4.1. Avrupa Birliği Kimliği

4.1.2. Avrupa Kimliği’nin İki Ana Unsuru

4.1.2.2.  Din Birliği

İnsanlık  tarihi  kadar  eski  bir  geçmişi  olan  ve  bütün  toplumları  kuşatan  bir  vakıa  olarak  din,  sosyal  hayatın  basit  bir  “salgı”(secretion)sından  ibaret  değildir.  Zira her toplumda ve her insanda bir yücelme ihtiyacı; transandantal (aşkın) ve ilâhî  âleme  yönelme  eğilimi  mevcuttur  ki  bu  yönüyle  din  fıtrî  bir  gerçekliğe  sahiptir.  Gerçekten de kutsal olanla kurulan bağ ile belirlenen din, yaşanan bir olgu olması  hasebiyle  bir  toplum  olayı,  sosyal  bir  realitedir.  Çünkü  her  din  öncelikle  tek  tek  fertlerde  yerleşip  kök  salmak  durumundadır.  Bunun  akabinde  din,  fertten  ferde  uzanan  bir  köprü  olmakta,  objektifleşmekte  ve  toplumsallaşmaktadır.  Bu  nedenle  her  din  bir  toplum  içinde  ortaya  çıkar  ve  gelişir.  Bilinen  bütün  insan  toplulukları  içinde  bir  dine  rastlandığı  gibi  toplumsal  yaşayışın  en  eski  ve  tipik  bir  görünümü  olarak din ile toplum arasında sıkı bir ilişki bulunmaktadır (Günay, 1999: 28‐29). 

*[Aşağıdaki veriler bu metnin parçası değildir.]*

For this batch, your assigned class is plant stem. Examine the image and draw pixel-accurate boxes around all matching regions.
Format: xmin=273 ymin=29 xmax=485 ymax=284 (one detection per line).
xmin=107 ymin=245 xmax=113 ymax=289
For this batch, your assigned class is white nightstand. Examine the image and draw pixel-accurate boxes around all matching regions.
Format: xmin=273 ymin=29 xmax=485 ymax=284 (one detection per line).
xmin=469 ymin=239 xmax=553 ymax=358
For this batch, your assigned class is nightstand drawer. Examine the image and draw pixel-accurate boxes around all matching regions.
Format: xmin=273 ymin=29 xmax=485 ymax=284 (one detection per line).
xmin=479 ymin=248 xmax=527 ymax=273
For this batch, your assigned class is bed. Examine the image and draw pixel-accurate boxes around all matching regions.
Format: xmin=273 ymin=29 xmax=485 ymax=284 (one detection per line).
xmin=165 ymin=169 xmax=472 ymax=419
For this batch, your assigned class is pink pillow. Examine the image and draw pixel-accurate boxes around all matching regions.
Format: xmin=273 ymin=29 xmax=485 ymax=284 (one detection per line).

Din‐toplum  ilişkisi  içerisinde  herhangi  bir  toplumda  yerleşmiş  bir  dinin  kuvvetli bir sosyal kontrol aracı olduğu ve dinin temel fonksiyonlarından birinin de  toplumu  bütünleştirmek  ve  ahengini  güçlendirmek  olduğu  öteden  beri  bilinmektedir (Dönmezer, 1994: 242). Gerek toplumdaki sosyal grup ve kurumlarla 

ilişkisiyle ve gerekse kendisinden kaynaklanan gruplarla din, toplumu  tesiri altına  almada  işlevsel  önemini  her  toplumda  sürdürmüştür  (Aydın,  1997:  129‐130).  Toplumsal  yaşamı  ve  kültürel  değerleri  doğrudan  etkileyen  bir  olgu  olarak  dinin  Avrupa’nın  ortak  kültürel  değerlerinin  ve  kimliğinin  oluşumunda  da  önemli  bir  etkisi olmuştur (Aytuğ, 2006: 58). 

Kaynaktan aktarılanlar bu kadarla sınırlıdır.